Résolution sur la communication de la Commission intitulée «Renforcer la dimension sociale de l'Union économique et monétaire»

2013/2841(RSP)

Le Parlement européen a adopté par 387 voix pour, 64 contre et 58 abstentions, une résolution déposée par la commission de l’emploi et des affaires sociales sur la communication de la Commission intitulée «Renforcer la dimension sociale de l'Union économique et monétaire».

Le Parlement a salué la communication de la Commission et y voit une première étape vers la mise en place d'une véritable dimension sociale de l'Union économique et monétaire (UEM). Il a reconnu que la mise en œuvre de la dimension sociale de l'UEM monétaire était soumise au principe de subsidiarité, et que la meilleure façon de procéder consistait à appliquer les meilleures pratiques et une méthode d'examen par les pairs au niveau européen.

Rappelant que le chômage dans l'Union touchait le nombre alarmant de 26,6 millions de personnes et que 24,2% de la population européenne se trouvait menacée de pauvreté ou d'exclusion sociale, les députés ont insisté pour que les considérations sociales soient placées au cœur de l'intégration européenne et intégrées systématiquement à toutes les initiatives et politiques de l'Union. Ils ont invité le Conseil européen qui se réunira en décembre 2013 à définir les mesures  afin de progresser sur la voie du renforcement de l'aspect social de l'UEM. Ils ont par ailleurs rejeté toute harmonisation ou tout alignement qui consisterait à niveler par le bas les normes sociales dans les États membres.

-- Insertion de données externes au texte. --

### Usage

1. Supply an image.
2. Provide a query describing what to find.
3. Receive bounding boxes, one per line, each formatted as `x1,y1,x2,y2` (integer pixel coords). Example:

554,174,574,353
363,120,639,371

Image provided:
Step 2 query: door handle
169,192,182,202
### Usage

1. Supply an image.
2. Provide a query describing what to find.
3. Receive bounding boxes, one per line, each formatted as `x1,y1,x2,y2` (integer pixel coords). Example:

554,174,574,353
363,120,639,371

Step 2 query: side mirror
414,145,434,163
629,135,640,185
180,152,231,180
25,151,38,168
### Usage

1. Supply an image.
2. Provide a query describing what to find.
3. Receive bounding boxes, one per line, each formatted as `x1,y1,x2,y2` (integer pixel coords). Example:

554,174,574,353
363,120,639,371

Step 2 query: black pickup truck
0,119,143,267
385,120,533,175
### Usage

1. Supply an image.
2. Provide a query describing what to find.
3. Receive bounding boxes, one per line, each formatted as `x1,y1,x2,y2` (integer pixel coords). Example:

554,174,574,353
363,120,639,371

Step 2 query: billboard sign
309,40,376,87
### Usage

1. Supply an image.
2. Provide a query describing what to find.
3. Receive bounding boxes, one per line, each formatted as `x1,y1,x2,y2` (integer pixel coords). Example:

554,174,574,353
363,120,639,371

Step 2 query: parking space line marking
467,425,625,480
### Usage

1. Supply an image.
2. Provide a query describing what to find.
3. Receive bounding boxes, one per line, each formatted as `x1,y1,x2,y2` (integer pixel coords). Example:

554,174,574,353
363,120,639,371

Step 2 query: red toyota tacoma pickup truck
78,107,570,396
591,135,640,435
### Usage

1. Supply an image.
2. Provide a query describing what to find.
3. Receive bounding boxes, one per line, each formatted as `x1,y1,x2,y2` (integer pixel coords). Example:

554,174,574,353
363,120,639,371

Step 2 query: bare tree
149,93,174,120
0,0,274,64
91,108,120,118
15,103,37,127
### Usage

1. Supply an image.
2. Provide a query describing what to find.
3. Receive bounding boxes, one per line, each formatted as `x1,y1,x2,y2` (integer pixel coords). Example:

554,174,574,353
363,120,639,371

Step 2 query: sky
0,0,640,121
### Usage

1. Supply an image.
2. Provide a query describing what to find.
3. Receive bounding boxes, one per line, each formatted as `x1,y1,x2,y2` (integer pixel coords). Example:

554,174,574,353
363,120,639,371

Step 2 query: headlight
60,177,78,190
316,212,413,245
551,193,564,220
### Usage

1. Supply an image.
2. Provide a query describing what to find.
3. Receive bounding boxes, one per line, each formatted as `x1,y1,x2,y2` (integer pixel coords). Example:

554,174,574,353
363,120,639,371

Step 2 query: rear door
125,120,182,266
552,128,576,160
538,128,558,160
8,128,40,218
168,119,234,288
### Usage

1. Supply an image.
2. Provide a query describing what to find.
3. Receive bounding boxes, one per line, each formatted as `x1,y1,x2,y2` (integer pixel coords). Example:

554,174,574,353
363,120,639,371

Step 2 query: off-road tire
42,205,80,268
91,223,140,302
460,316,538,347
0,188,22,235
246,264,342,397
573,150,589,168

Le Parlement a approuvé la proposition de créer un tableau de bord d'indicateurs clés en matière d'emploi et de situation sociale, qui viendrait compléter la procédure concernant les déséquilibres macroéconomiques, et qui serait utilisé par la Commission pour l'élaboration du projet de rapport conjoint sur l'emploi.

Á propos de ces indicateurs, la résolution a insisté sur les points suivants :

  • tous les indicateurs devraient tenir compte de la dimension de genre;
  • l'indicateur proposé pour mesurer les niveaux de chômage des jeunes devrait prendre en compte les jeunes jusqu'à l'âge de 30 ans, comme c’est le cas pour le système de garantie pour la jeunesse;
  • des indicateurs supplémentaires devraient porter sur le niveau de pauvreté des enfants, l'accès aux soins de santé et le phénomène des sans abri, ainsi que le travail décent ;
  • le Parlement devrait être associé à l’élaboration des indicateurs, aux côtés des partenaires sociaux ;
  • le Conseil devrait définir des repères concrets pour les indicateurs relatifs à l'emploi et à la situation sociale, sous forme de «plancher» pour la protection sociale européenne ;
  • les indicateurs seraient un moyen de couvrir de manière complète la situation de l'emploi et la situation sociale dans les États membres.

Le Conseil et la Commission ont été invités à :

  • prendre des mesures concrètes pour mieux mettre en lumière les retombées sociales des politiques et des réformes par des évaluations d'impact ;
  • contrôler la conformité des rapports de l'ensemble des États membres avec les objectifs de la stratégie «Europe 2020», notamment en matière de réduction de la pauvreté et d'emploi.

Le Parlement a salué l'appel à une utilisation optimale du budget de l'Union dans le but de développer la dimension sociale de l'UEM et de soutenir davantage la mobilité volontaire des travailleurs. Il a également salué la proposition d'associer les partenaires sociaux au processus du semestre européen en amont de l'adoption, chaque année, de l'examen annuel de la croissance. Il a encouragé les partenaires sociaux à se montrer encore plus actifs dans le cadre du semestre européen.

La Commission a été invitée à mieux intégrer la résolution du Parlement européen du 23 octobre 2013, la communication de la Commission du 2 octobre 2013 et la résolution portant sur cette dernière,  lors de l'élaboration de l'examen annuel de la croissance 2014.